Midsummer Pots

 

This beauty is a leek. Mine, that I planted last year and left to bloom this year, are in flower now, in July. The biggest is at least three, maybe approaching four, inches across. They have a pristine white quality in the sunlight, as the photo shows. I can’t give much advice for leek flower cultivation, since I don’t know that it’s especially done… I found out through neglect several years ago how great they are, and never tried it again until last year. But plant enough to enjoy for both recipes and pollinators (these flowers attract bees hugely), and in a spot where the leeks can winter over, with protection from cold, but not too damp.

 

 

 

It’s the time of the season to trim down overgrown pot flowers, and space things out for better air circulation. I had a few getting too little water, and a few getting too much. All the trimmings from things that root easily, like impatiens and coleus, become filler plants for shade gaps, where bulb foliage has died back.

 

 

 

Pots added to a flower bed work well, for the color and interest they provide in themselves, also because they lift the level of what’s growing in them to that of the surrounding plants. If a gappy area develops in a bed, you can thicken up its appearance with a few containers.

 

 

 

Here, again, I added pots where the daffodil foliage has finally died back. It won’t make sense to plant perennials in those spots, because the daffodils will smother out their new growth next spring. (This is the bed where I have the venerable daffodils that don’t bloom, and can’t be dug up because they’ve got themselves more than a foot deep, and I’d have to ruin the bed to exhume them. So I work around…)

 

 

 

This was a lucky outcome. For more than a year this oak branch was hanging on by an inch or so of wood, and I had to move around cautiously underneath. Every gusty thunderstorm, I hoped it would go ahead and fall. I’d judged it would land right on the path and not crush my plants.
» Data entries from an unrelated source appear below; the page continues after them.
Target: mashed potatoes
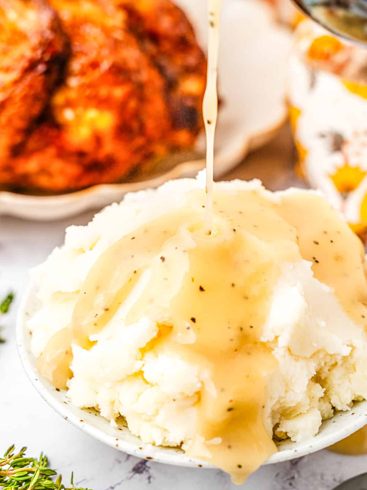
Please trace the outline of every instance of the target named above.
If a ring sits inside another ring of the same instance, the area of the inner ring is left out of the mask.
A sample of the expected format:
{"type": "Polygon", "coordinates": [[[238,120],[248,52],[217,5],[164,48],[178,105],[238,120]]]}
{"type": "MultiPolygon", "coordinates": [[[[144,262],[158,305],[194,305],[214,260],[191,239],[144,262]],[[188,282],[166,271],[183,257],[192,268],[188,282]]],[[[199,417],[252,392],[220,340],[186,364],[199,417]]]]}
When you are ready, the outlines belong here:
{"type": "MultiPolygon", "coordinates": [[[[41,304],[28,322],[35,356],[40,356],[53,334],[70,323],[83,282],[102,252],[167,209],[179,210],[185,193],[202,186],[199,177],[129,194],[122,202],[96,215],[87,226],[67,229],[65,245],[32,272],[41,304]]],[[[272,194],[257,181],[220,183],[215,188],[228,193],[229,199],[240,190],[274,203],[292,193],[311,192],[272,194]]],[[[340,222],[345,226],[341,219],[340,222]]],[[[351,241],[356,240],[351,232],[350,236],[351,241]]],[[[313,263],[302,259],[278,265],[279,276],[261,337],[277,361],[266,380],[265,427],[271,437],[274,431],[278,438],[297,441],[315,435],[334,410],[349,410],[353,400],[367,398],[364,329],[346,314],[331,288],[314,277],[312,266],[318,261],[313,258],[313,263]]],[[[142,275],[104,327],[91,336],[91,348],[73,346],[69,394],[78,407],[97,407],[113,424],[123,416],[131,432],[144,442],[183,443],[184,448],[194,437],[198,393],[203,383],[210,383],[208,372],[174,352],[151,349],[151,341],[159,335],[152,318],[143,316],[125,324],[147,274],[142,275]]]]}

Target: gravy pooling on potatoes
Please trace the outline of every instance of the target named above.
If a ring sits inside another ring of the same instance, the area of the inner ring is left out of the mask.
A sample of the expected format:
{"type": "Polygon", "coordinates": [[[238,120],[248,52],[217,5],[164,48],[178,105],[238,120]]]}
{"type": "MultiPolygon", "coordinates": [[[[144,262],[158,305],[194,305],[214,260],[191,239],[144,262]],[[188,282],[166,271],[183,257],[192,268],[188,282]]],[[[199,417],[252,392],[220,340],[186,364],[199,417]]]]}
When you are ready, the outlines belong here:
{"type": "Polygon", "coordinates": [[[208,16],[206,193],[189,192],[180,209],[102,254],[81,289],[71,324],[49,341],[38,368],[56,387],[66,388],[72,375],[71,343],[90,348],[90,337],[145,277],[125,324],[150,318],[159,333],[146,349],[177,354],[200,367],[196,435],[186,453],[242,483],[276,451],[263,411],[266,384],[277,362],[260,339],[280,266],[312,262],[315,276],[333,288],[363,325],[367,288],[360,242],[317,195],[296,192],[273,201],[255,191],[213,193],[219,0],[210,0],[208,16]]]}
{"type": "Polygon", "coordinates": [[[39,368],[65,388],[72,356],[60,352],[71,352],[70,339],[90,348],[89,336],[150,270],[126,323],[150,318],[160,333],[147,348],[177,353],[207,372],[197,393],[197,436],[187,453],[241,483],[276,450],[263,411],[277,362],[260,339],[280,266],[311,261],[315,276],[365,325],[363,250],[338,213],[313,193],[286,194],[277,201],[257,191],[215,190],[210,236],[204,227],[205,202],[204,191],[191,191],[180,210],[102,253],[81,289],[71,324],[49,342],[39,368]]]}

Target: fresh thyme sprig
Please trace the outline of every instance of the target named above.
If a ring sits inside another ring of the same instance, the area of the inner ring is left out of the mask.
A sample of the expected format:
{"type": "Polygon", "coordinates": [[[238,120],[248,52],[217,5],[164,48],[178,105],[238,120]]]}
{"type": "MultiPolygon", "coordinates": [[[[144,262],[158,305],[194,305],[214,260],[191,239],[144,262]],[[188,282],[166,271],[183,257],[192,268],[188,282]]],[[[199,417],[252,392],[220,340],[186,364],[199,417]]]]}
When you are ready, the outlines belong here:
{"type": "MultiPolygon", "coordinates": [[[[14,299],[14,294],[12,292],[10,292],[7,296],[6,296],[3,300],[0,303],[0,313],[2,313],[3,315],[5,313],[7,313],[9,311],[9,309],[10,307],[10,305],[11,304],[12,301],[14,299]]],[[[2,327],[0,325],[0,332],[1,332],[2,329],[2,327]]],[[[0,343],[5,342],[5,339],[1,337],[0,335],[0,343]]]]}
{"type": "Polygon", "coordinates": [[[71,473],[70,486],[67,488],[61,483],[59,475],[54,481],[51,477],[56,471],[48,467],[48,460],[43,453],[38,459],[26,458],[26,447],[22,447],[19,453],[14,452],[14,444],[5,451],[0,459],[0,489],[8,490],[88,490],[74,486],[71,473]]]}
{"type": "Polygon", "coordinates": [[[0,312],[1,313],[7,313],[9,311],[9,308],[11,304],[11,302],[14,299],[14,293],[10,292],[8,295],[4,298],[1,302],[0,303],[0,312]]]}

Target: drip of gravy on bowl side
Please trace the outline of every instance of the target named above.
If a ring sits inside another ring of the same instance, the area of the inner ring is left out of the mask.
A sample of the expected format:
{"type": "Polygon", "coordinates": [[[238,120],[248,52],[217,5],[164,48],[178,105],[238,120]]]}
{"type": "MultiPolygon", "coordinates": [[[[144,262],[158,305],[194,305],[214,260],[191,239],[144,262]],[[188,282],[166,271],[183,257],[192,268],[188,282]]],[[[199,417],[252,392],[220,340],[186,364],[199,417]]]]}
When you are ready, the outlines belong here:
{"type": "Polygon", "coordinates": [[[362,427],[348,437],[328,448],[340,454],[358,456],[367,453],[367,426],[362,427]]]}
{"type": "Polygon", "coordinates": [[[334,289],[360,323],[367,298],[361,243],[351,240],[347,225],[319,196],[296,193],[273,201],[255,191],[213,192],[220,7],[220,0],[209,0],[206,193],[188,192],[180,209],[167,211],[100,256],[70,324],[50,339],[38,368],[65,388],[72,375],[71,344],[91,348],[90,336],[145,281],[125,324],[150,318],[158,333],[146,350],[199,367],[196,430],[186,454],[240,484],[276,451],[263,416],[266,383],[277,362],[260,339],[279,264],[312,261],[316,278],[334,289]]]}

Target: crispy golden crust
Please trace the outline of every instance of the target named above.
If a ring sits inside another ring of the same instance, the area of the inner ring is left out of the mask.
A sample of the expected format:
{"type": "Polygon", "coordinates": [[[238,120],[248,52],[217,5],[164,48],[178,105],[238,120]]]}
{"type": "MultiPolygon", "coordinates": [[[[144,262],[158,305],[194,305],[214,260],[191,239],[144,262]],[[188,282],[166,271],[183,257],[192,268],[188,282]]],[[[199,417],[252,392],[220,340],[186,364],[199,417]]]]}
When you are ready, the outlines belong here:
{"type": "Polygon", "coordinates": [[[169,0],[114,0],[165,82],[174,144],[193,143],[202,127],[206,60],[185,14],[169,0]]]}
{"type": "Polygon", "coordinates": [[[56,12],[43,0],[0,0],[0,162],[44,108],[67,52],[56,12]]]}
{"type": "Polygon", "coordinates": [[[192,145],[201,127],[205,58],[181,10],[162,0],[149,2],[147,12],[138,1],[134,14],[114,0],[50,3],[71,55],[19,155],[0,164],[0,182],[81,188],[192,145]]]}

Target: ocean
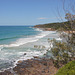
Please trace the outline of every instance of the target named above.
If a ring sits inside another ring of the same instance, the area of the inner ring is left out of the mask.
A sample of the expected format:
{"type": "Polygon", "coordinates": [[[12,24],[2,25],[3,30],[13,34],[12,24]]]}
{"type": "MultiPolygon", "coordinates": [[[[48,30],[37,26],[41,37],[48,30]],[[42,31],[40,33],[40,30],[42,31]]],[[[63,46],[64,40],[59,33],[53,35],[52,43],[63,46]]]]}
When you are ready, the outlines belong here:
{"type": "Polygon", "coordinates": [[[56,31],[31,26],[0,26],[0,71],[16,66],[19,60],[42,57],[49,47],[48,38],[60,39],[56,31]],[[35,45],[46,48],[35,48],[35,45]]]}

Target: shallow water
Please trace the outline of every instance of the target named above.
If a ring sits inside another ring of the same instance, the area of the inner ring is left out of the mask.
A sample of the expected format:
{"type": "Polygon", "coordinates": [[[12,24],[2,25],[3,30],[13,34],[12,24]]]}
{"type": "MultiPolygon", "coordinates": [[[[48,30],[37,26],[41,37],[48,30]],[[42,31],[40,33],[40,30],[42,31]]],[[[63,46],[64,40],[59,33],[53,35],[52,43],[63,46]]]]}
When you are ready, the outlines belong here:
{"type": "Polygon", "coordinates": [[[42,31],[30,26],[0,26],[0,70],[15,66],[18,60],[42,56],[46,49],[34,48],[34,45],[48,48],[47,39],[59,40],[58,35],[56,31],[42,31]]]}

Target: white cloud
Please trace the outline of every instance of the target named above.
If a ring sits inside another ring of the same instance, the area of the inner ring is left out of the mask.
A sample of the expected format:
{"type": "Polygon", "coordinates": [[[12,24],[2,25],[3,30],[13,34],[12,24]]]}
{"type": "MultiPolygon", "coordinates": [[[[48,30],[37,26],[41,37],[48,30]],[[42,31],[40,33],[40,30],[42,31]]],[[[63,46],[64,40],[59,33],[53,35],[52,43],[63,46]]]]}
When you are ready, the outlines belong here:
{"type": "Polygon", "coordinates": [[[42,19],[48,19],[48,18],[44,18],[44,17],[40,17],[40,18],[37,18],[38,20],[42,20],[42,19]]]}

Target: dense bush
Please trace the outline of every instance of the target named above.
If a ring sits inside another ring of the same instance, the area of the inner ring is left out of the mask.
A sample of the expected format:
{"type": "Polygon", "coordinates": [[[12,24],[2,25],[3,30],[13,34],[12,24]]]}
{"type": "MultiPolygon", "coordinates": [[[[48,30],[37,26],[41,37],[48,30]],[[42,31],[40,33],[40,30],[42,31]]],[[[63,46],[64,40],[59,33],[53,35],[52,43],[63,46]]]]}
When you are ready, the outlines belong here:
{"type": "Polygon", "coordinates": [[[55,75],[75,75],[75,61],[71,61],[63,66],[55,75]]]}

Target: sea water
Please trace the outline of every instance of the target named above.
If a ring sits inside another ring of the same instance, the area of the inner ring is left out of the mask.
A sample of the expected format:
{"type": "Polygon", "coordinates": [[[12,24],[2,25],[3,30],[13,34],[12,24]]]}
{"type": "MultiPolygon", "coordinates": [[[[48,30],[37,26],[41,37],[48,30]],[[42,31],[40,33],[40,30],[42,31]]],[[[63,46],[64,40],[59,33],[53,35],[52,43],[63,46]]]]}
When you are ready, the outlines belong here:
{"type": "Polygon", "coordinates": [[[42,56],[49,47],[47,39],[59,39],[56,31],[31,26],[0,26],[0,71],[13,67],[18,60],[42,56]],[[34,48],[43,45],[45,49],[34,48]]]}

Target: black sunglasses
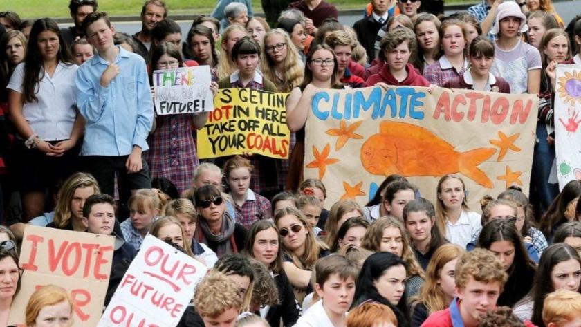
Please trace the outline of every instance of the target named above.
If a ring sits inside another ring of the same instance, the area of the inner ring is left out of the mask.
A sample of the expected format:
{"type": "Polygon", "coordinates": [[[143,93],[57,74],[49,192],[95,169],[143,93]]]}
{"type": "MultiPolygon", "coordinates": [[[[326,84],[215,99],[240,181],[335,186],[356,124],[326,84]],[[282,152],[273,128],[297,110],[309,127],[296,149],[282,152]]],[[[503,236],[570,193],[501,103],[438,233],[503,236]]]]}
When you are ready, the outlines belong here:
{"type": "Polygon", "coordinates": [[[16,246],[15,245],[14,242],[10,240],[3,241],[2,242],[0,242],[0,247],[2,247],[3,249],[7,251],[14,250],[15,247],[16,246]]]}
{"type": "MultiPolygon", "coordinates": [[[[292,230],[293,233],[298,233],[301,230],[302,230],[302,226],[300,225],[293,225],[290,226],[290,230],[292,230]]],[[[286,237],[286,236],[288,235],[288,228],[281,228],[280,231],[279,231],[279,234],[282,237],[286,237]]]]}
{"type": "Polygon", "coordinates": [[[198,206],[205,209],[210,207],[212,203],[214,203],[214,205],[220,205],[222,204],[223,200],[221,196],[214,196],[212,200],[201,200],[198,201],[198,206]]]}

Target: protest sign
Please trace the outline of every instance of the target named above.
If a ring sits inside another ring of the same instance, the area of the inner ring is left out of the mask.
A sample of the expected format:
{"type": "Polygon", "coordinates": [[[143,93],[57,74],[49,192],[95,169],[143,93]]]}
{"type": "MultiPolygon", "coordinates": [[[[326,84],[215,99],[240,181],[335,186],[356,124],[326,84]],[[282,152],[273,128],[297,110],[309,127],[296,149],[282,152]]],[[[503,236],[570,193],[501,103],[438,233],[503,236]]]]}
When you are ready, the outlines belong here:
{"type": "Polygon", "coordinates": [[[288,96],[252,88],[220,90],[214,98],[216,109],[198,131],[198,157],[249,153],[288,158],[288,96]]]}
{"type": "Polygon", "coordinates": [[[158,115],[196,113],[214,109],[209,66],[154,71],[158,115]]]}
{"type": "Polygon", "coordinates": [[[557,66],[555,86],[555,151],[559,188],[581,180],[581,66],[557,66]]]}
{"type": "Polygon", "coordinates": [[[21,288],[12,302],[9,324],[25,326],[33,292],[56,285],[75,302],[73,326],[95,326],[103,312],[114,243],[114,236],[27,225],[20,252],[21,288]]]}
{"type": "Polygon", "coordinates": [[[322,180],[326,207],[362,205],[397,174],[436,202],[438,180],[458,174],[474,210],[486,194],[511,184],[525,193],[535,144],[538,99],[436,88],[320,90],[306,120],[304,178],[322,180]]]}
{"type": "Polygon", "coordinates": [[[207,270],[148,234],[97,326],[174,327],[207,270]]]}

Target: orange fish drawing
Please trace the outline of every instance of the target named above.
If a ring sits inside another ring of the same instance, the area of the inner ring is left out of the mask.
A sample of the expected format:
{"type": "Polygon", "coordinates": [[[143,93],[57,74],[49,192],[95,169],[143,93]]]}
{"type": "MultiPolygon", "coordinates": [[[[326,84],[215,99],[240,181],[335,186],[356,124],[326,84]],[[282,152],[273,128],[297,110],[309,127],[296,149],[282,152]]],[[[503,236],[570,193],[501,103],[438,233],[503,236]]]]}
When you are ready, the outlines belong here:
{"type": "Polygon", "coordinates": [[[379,133],[369,137],[361,147],[361,162],[374,175],[441,176],[459,172],[492,188],[488,176],[477,166],[495,152],[495,149],[479,148],[461,153],[423,127],[385,121],[380,124],[379,133]]]}

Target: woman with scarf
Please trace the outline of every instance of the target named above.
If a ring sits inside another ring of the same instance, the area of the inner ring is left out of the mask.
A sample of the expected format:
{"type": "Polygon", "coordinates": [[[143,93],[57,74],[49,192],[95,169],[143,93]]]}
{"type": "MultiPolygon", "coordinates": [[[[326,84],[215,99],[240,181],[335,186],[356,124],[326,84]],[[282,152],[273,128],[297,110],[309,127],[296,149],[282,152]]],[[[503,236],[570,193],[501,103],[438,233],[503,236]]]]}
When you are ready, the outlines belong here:
{"type": "Polygon", "coordinates": [[[242,250],[246,229],[225,210],[225,199],[220,191],[214,185],[204,185],[196,190],[194,200],[199,216],[196,239],[208,245],[219,258],[242,250]]]}

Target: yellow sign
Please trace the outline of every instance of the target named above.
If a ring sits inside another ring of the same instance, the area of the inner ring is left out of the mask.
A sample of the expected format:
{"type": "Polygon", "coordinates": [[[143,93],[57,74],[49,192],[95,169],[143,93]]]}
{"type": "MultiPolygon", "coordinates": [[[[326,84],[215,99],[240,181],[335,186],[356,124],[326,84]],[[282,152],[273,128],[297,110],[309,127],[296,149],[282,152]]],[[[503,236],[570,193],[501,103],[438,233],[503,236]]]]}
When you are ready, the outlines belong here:
{"type": "Polygon", "coordinates": [[[208,123],[198,131],[198,157],[255,153],[288,158],[288,96],[252,88],[220,90],[208,123]]]}

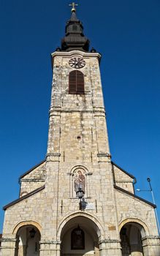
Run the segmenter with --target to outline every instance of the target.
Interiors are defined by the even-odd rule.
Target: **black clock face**
[[[82,58],[74,57],[69,61],[69,64],[75,69],[81,69],[82,67],[85,67],[85,62]]]

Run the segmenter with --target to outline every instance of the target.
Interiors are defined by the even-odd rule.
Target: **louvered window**
[[[69,93],[72,94],[83,94],[84,76],[79,70],[73,70],[69,75]]]

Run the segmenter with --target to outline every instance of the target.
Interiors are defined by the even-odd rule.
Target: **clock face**
[[[74,57],[69,61],[69,64],[75,69],[81,69],[82,67],[85,67],[85,62],[82,58]]]

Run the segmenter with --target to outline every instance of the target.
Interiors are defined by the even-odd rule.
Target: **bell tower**
[[[66,23],[61,48],[57,48],[51,56],[53,83],[45,184],[45,197],[50,206],[47,211],[44,212],[43,219],[47,222],[44,223],[42,236],[50,240],[53,237],[58,244],[60,238],[62,254],[70,255],[76,251],[66,248],[65,241],[67,233],[72,237],[69,229],[73,220],[69,222],[68,230],[62,232],[60,238],[57,236],[58,230],[56,223],[58,225],[61,218],[74,214],[77,216],[75,228],[79,226],[84,233],[88,233],[91,237],[91,230],[85,227],[91,225],[96,232],[95,224],[88,219],[90,217],[100,221],[104,232],[102,234],[99,230],[101,237],[94,238],[92,244],[98,245],[98,240],[101,241],[97,250],[102,251],[102,255],[106,255],[107,249],[108,255],[114,252],[114,256],[120,256],[113,177],[99,70],[101,55],[94,49],[89,51],[89,40],[84,36],[83,24],[77,18],[75,5],[71,18]],[[77,197],[80,189],[83,192],[83,202],[87,206],[83,211]],[[50,218],[49,226],[48,218]],[[107,242],[104,242],[105,239]],[[94,252],[95,249],[92,248]]]

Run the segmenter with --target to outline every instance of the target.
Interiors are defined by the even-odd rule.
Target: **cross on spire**
[[[71,10],[71,12],[73,12],[76,11],[75,7],[77,7],[78,4],[73,2],[73,3],[70,4],[69,4],[69,7],[72,7],[72,8]]]

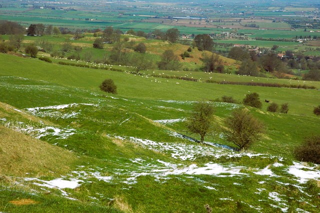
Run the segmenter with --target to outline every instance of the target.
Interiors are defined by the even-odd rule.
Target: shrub
[[[67,58],[67,59],[68,59],[69,60],[80,60],[80,56],[79,56],[78,54],[72,54],[71,56],[68,56]]]
[[[231,96],[224,96],[222,97],[221,100],[222,102],[227,103],[236,103],[237,102]]]
[[[64,58],[64,52],[61,51],[54,51],[50,54],[52,57],[58,57],[60,58]]]
[[[271,103],[266,108],[268,111],[272,112],[276,112],[279,108],[279,106],[276,103]]]
[[[8,48],[6,45],[3,42],[0,43],[0,52],[7,53],[8,52]]]
[[[217,72],[224,73],[224,66],[222,64],[219,65],[216,67],[216,70]]]
[[[320,164],[320,135],[306,138],[294,150],[294,156],[300,161]]]
[[[246,150],[260,138],[264,125],[254,117],[246,109],[238,109],[227,118],[224,122],[228,128],[224,131],[226,140]]]
[[[259,98],[259,94],[256,92],[247,94],[244,98],[244,104],[258,108],[261,108],[262,106],[262,103]]]
[[[189,52],[185,51],[184,52],[184,57],[189,58],[190,57],[190,54]]]
[[[137,52],[144,53],[146,50],[146,46],[144,43],[139,43],[139,44],[134,48],[134,51]]]
[[[26,53],[30,54],[32,57],[36,57],[38,53],[38,49],[34,44],[28,44],[26,47]]]
[[[48,62],[48,63],[52,63],[52,60],[51,60],[51,58],[48,57],[40,58],[39,60],[43,60],[44,62]]]
[[[316,116],[320,116],[320,105],[314,108],[314,113]]]
[[[284,103],[281,104],[280,107],[280,112],[286,114],[289,110],[289,106],[288,103]]]
[[[116,94],[116,86],[112,79],[106,79],[104,80],[100,85],[100,89],[106,92]]]

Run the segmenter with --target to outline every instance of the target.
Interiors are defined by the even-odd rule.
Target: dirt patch
[[[21,199],[18,200],[11,200],[10,203],[16,206],[30,205],[31,204],[37,204],[39,202],[34,201],[31,199]]]

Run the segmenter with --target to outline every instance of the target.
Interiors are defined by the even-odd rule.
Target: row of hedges
[[[152,74],[150,75],[152,77],[154,78],[168,78],[168,79],[178,79],[180,80],[189,80],[190,82],[198,82],[198,80],[196,78],[191,78],[188,77],[182,77],[180,76],[167,76],[167,75],[160,75],[160,74]]]
[[[272,88],[296,88],[304,89],[316,89],[316,86],[307,86],[306,84],[282,84],[276,83],[262,83],[260,82],[218,82],[216,80],[207,80],[206,81],[207,83],[218,84],[236,84],[236,85],[246,85],[250,86],[268,86]]]
[[[79,66],[80,68],[92,68],[94,69],[100,69],[100,70],[112,70],[112,71],[116,71],[116,72],[124,72],[124,70],[118,68],[92,66],[91,65],[84,64],[83,64],[70,63],[70,62],[58,62],[58,64],[59,64],[66,65],[68,66]]]

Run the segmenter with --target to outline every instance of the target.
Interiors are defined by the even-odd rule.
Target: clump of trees
[[[279,106],[278,104],[272,102],[266,108],[266,110],[272,112],[276,112]]]
[[[116,86],[112,79],[106,79],[100,85],[100,89],[106,92],[116,94]]]
[[[178,70],[181,66],[179,58],[172,50],[167,50],[161,56],[161,60],[158,63],[160,70]]]
[[[242,76],[247,75],[256,76],[262,76],[258,63],[253,62],[250,59],[246,59],[242,60],[239,69],[236,72]]]
[[[102,38],[98,38],[94,40],[93,46],[94,48],[102,49],[104,48],[104,44]]]
[[[258,140],[264,132],[264,124],[246,109],[238,109],[224,121],[227,129],[224,134],[228,141],[246,150]]]
[[[220,58],[220,56],[218,54],[202,54],[204,66],[202,70],[206,72],[214,72],[222,73],[224,70],[222,64],[222,60]]]
[[[289,110],[289,105],[288,103],[284,103],[281,104],[280,106],[280,112],[286,114]]]
[[[212,50],[214,42],[208,34],[198,34],[196,36],[194,40],[196,43],[196,46],[200,51],[211,51]]]
[[[244,104],[250,106],[261,108],[262,102],[260,101],[259,94],[256,92],[250,93],[246,95],[243,100]]]
[[[320,70],[310,70],[304,74],[302,79],[306,80],[320,80]]]
[[[178,40],[180,32],[176,28],[171,28],[166,30],[165,34],[166,38],[172,43],[174,43]]]
[[[320,135],[306,138],[294,150],[294,156],[300,161],[320,164]]]
[[[314,108],[314,114],[318,116],[320,116],[320,105]]]
[[[32,57],[36,57],[38,53],[38,48],[34,44],[28,44],[24,49],[26,53],[30,54]]]
[[[134,51],[140,53],[144,53],[146,51],[146,46],[144,43],[139,43],[135,48]]]
[[[192,114],[187,120],[186,127],[192,133],[199,134],[200,142],[211,130],[214,110],[212,105],[205,102],[198,102],[194,105]]]
[[[236,100],[234,99],[232,96],[224,96],[221,98],[221,100],[222,102],[225,102],[226,103],[236,104],[238,102]]]

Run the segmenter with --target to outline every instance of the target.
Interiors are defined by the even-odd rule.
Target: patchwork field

So it came down, at last, just where it looked like it would. All I had to do was clear off the broken pieces.

 

 

 

When I took this picture, I had maybe nine corn stalks on the way. Now I have five. I thought I had them well baffled in, but I looked out the window and a squirrel was uprooting them and eating the root bulb. I’ve got even more baffling around the remainder, and if I can save them from the wildlife, I may have enough plants to pollinate one another, and get an ear of sweet corn or two.